The appellants' contention that an officer of the appellee advised them that they would not be held personally liable on the note would as a general rule be inadmissible since it contradicts their written promise to pay. 9 Tex.Jur.2d, p. 323, § 294 and authorities cited; Dean v. Allied Oil Co., Tex.Civ.App., 261 S.W.2d 900; Bowden v. Partners' Finance, Tex.Civ.App., 278 S.W.2d 866; Steve Lynn Motor Company, Inc. v. Pavelka, Tex.Civ.App., 371 S.W.2d 928; IX Wigmore, Evidence (3rd Ed.), p. 144, § 2444.

The appellee was within its right to sue on either the original or the subsequent note as appellants were in default on both of them and thus under Rule 48, Texas Rules of Civil Procedure, it was proper for appellee to sue for recovery on one or the other in the alternative. Recovery was allowed on only one. There was no double recovery.

The appellants' contention that the agreement for the extension and renewal of the original corporate note amounted to negotiations for compromise and settlement and thus should not have been before the jury is untenable. There was no compromise. The appellants signed the second obligation in consideration of the appellee holding up further action on his suit against them and with the understanding that upon default on their part the appellee would be free to take judgment. We believe the agreement and the note executed in connection with it were clearly admissible. Assuming however for the moment that it was error for the court to permit the introduction of the agreement on the alleged grounds it prejudiced appellants in the eyes of the jury, the error, if any, was cured or rendered harmless by the instructed verdict which in effect removed the case from consideration by the jury.

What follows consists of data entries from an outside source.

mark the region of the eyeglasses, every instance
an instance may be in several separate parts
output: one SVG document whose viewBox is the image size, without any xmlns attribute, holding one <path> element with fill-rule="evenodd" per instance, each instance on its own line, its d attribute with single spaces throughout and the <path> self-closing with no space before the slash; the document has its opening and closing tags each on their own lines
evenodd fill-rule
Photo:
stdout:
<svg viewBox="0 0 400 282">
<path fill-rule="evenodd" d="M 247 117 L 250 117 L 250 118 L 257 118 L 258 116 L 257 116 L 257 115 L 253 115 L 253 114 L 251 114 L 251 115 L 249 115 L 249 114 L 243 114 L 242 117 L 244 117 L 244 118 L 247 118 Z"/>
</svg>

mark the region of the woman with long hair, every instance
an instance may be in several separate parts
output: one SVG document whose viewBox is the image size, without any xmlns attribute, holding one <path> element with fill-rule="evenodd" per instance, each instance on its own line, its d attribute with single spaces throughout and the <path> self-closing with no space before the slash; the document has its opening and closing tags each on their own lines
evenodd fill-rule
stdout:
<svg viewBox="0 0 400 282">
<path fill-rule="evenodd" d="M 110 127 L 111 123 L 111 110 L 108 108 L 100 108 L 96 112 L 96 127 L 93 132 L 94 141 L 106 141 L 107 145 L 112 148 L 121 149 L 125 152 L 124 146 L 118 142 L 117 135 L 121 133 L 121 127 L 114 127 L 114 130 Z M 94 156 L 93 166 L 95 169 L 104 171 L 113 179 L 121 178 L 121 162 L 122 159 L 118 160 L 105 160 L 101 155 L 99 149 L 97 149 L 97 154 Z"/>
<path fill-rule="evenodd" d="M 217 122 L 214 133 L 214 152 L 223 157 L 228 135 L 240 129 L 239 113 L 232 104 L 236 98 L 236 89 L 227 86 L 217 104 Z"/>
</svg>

The appellants claimed a credit of $500.00 which the appellee conceded. No further credits were placed in issue. Thus the matter of credits is not involved. Rules 94, 95, T.R.C.P.

The testimony in this case reflects that the extension agreement was prepared for the signature of the appellants at their request. It was handed to them. They were requested to read it carefully and thereafter asked if they understood it. The appellants advised that they understood the agreement and were willing to sign it in their individual capacities and did so. The agreement provided that upon default by either of them, "the Plaintiff shall have the right to immediate judgment for the full amount of the original note sued on plus costs, interest and attorney's fees claimed in the above referenced litigation, less any amounts which shall have been paid on account thereof as provided in this agreement."

The agreement concerning the second note and its execution was fully supported by the pleadings and the evidence and unaffected by the fraud alleged in connection with the execution of the original corporate note. The appellants did not allege any affirmative defenses which would defeat the appellee's suit on the subsequent note. Rules 94, 95, T.R.C.P.; 9 Tex.Jur. 2d, p. 315, 316, § 288. In view of what we have said in relation to the various points raised by the appellants we do not deem it necessary or advisable to discuss all of the points in detail as to do so will unduly lengthen this opinion and serve no useful purpose in the disposition of this case. Suffice it to say that in our opinion under all of the facts the appellee was entitled to an instructed verdict and judgment based thereon. Accordingly all points of error brought forward by the appellants are overruled and judgment of the trial court is affirmed.